I took the excellent FGRL rating list of Andreas Strangmüller at 60''+ 0.6'' time control, adapted to my conditions, and having very many games (very small error margins).
http://www.fastgm.de/60-0.60.html
My time control in games is 60''+ 1''. The openings used are 12 positions from DeepMind paper, side and reversed. I played 24 rounds gauntlet of Lc0 v17 ID 11261 on GTX 1060 against top 3 current engines on four i7 cores, a total of 72 games against top 3 having this FGRL average rating:
Code: Select all
=====================
SF dev : 3454
Houdini 6.03 : 3364
Komodo 12.1 : 3323
==========
Average: 3380
Code: Select all
Rank Name Elo +/- Games Score Draws
0 lc0_v17 11261 -58 46 72 41.7% 66.7%
1 SF dev 120 75 24 66.7% 66.7%
2 Houdini 6.03 73 74 24 60.4% 70.8%
3 Komodo 12.1.1 -14 87 24 47.9% 62.5%
72 of 72 games finished.
========================================================================================
Then, I played in the same conditions against much weaker engines of the same line, but 5 year old. FGRL average rating of those is:
Code: Select all
==========
SF DD : 3064
Houdini 3 : 3080
Komodo 7a : 3062
==========
Average: 3069
Code: Select all
Rank Name Elo +/- Games Score Draws
0 lc0_v17 11261 68 52 72 59.7% 58.3%
1 Komodo 7a -29 92 24 45.8% 58.3%
2 Houdini 3 -73 74 24 39.6% 70.8%
3 SF DD -104 107 24 35.4% 45.8%
72 of 72 games finished.
========================================================================================
We see that the performance against 300+ Elo points weaker engines is much lower for Leela.
The difference in performance in the two cases is:
Difference in Lc0 performances: 185 +/- 69 Elo points 2SD.

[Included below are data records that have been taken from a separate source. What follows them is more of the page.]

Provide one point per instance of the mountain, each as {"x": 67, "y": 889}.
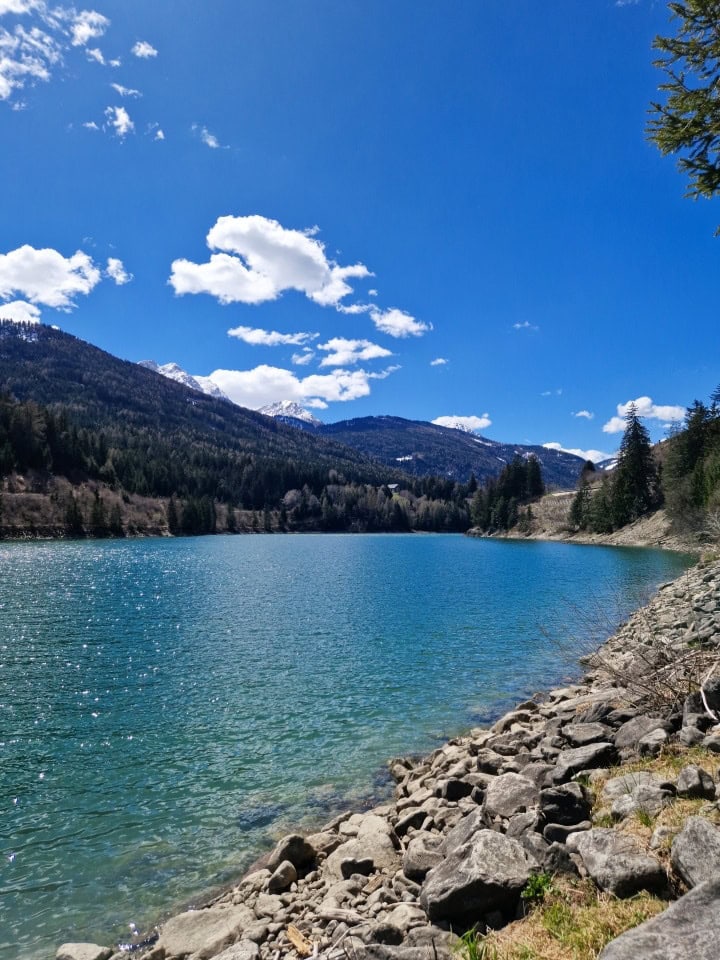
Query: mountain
{"x": 426, "y": 449}
{"x": 287, "y": 411}
{"x": 174, "y": 372}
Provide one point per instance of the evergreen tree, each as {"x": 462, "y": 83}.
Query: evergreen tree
{"x": 634, "y": 489}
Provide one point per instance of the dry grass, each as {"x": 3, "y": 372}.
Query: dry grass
{"x": 574, "y": 922}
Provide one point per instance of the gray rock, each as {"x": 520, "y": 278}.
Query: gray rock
{"x": 580, "y": 734}
{"x": 283, "y": 878}
{"x": 688, "y": 930}
{"x": 464, "y": 830}
{"x": 695, "y": 782}
{"x": 485, "y": 874}
{"x": 510, "y": 793}
{"x": 422, "y": 854}
{"x": 82, "y": 951}
{"x": 631, "y": 732}
{"x": 295, "y": 848}
{"x": 203, "y": 933}
{"x": 695, "y": 851}
{"x": 570, "y": 762}
{"x": 244, "y": 950}
{"x": 566, "y": 804}
{"x": 617, "y": 862}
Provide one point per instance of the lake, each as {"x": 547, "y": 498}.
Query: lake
{"x": 169, "y": 707}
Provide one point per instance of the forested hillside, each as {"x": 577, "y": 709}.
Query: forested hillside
{"x": 68, "y": 409}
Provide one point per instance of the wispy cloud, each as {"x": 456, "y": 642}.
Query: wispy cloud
{"x": 270, "y": 338}
{"x": 344, "y": 353}
{"x": 119, "y": 119}
{"x": 143, "y": 50}
{"x": 644, "y": 407}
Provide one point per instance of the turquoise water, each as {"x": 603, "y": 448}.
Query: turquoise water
{"x": 167, "y": 707}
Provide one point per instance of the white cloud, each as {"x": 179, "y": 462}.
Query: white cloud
{"x": 270, "y": 338}
{"x": 125, "y": 91}
{"x": 260, "y": 260}
{"x": 464, "y": 423}
{"x": 209, "y": 139}
{"x": 644, "y": 407}
{"x": 18, "y": 6}
{"x": 397, "y": 323}
{"x": 303, "y": 359}
{"x": 119, "y": 120}
{"x": 342, "y": 352}
{"x": 144, "y": 50}
{"x": 264, "y": 384}
{"x": 20, "y": 311}
{"x": 47, "y": 278}
{"x": 116, "y": 271}
{"x": 87, "y": 25}
{"x": 595, "y": 455}
{"x": 25, "y": 56}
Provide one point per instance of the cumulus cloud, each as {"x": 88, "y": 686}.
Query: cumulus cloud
{"x": 343, "y": 353}
{"x": 464, "y": 423}
{"x": 595, "y": 455}
{"x": 116, "y": 271}
{"x": 259, "y": 260}
{"x": 644, "y": 407}
{"x": 45, "y": 277}
{"x": 397, "y": 323}
{"x": 87, "y": 25}
{"x": 125, "y": 91}
{"x": 143, "y": 50}
{"x": 265, "y": 384}
{"x": 270, "y": 338}
{"x": 304, "y": 358}
{"x": 119, "y": 120}
{"x": 20, "y": 311}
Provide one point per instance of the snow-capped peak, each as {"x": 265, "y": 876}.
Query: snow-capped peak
{"x": 174, "y": 372}
{"x": 288, "y": 408}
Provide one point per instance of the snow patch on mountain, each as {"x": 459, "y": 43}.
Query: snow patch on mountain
{"x": 174, "y": 372}
{"x": 288, "y": 408}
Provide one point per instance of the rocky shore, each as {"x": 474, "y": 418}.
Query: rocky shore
{"x": 610, "y": 785}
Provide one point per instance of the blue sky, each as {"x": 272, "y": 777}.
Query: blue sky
{"x": 386, "y": 207}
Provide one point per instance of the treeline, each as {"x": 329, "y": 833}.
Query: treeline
{"x": 684, "y": 477}
{"x": 207, "y": 489}
{"x": 498, "y": 505}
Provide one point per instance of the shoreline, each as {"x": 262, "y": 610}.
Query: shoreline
{"x": 326, "y": 882}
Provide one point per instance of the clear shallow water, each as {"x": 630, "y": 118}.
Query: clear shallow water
{"x": 167, "y": 707}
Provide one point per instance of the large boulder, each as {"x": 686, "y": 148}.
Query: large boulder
{"x": 589, "y": 757}
{"x": 484, "y": 875}
{"x": 203, "y": 933}
{"x": 688, "y": 930}
{"x": 509, "y": 794}
{"x": 374, "y": 843}
{"x": 695, "y": 851}
{"x": 617, "y": 862}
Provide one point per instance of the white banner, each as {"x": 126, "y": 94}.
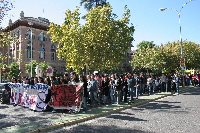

This is pretty huge, and the Elo curve is either not obeyed at all, or severely compressed. Therefore, only that and one can already say that there is no much meaning in "Elo strength of Leela against regular engines", never mind of scaling issues with time control, hardware issues and the opening repertoire issue. It's pretty useless to talk of Leela in Elo terms comparing it to regular engines, maybe just as order of magnitude and always specifying conditions.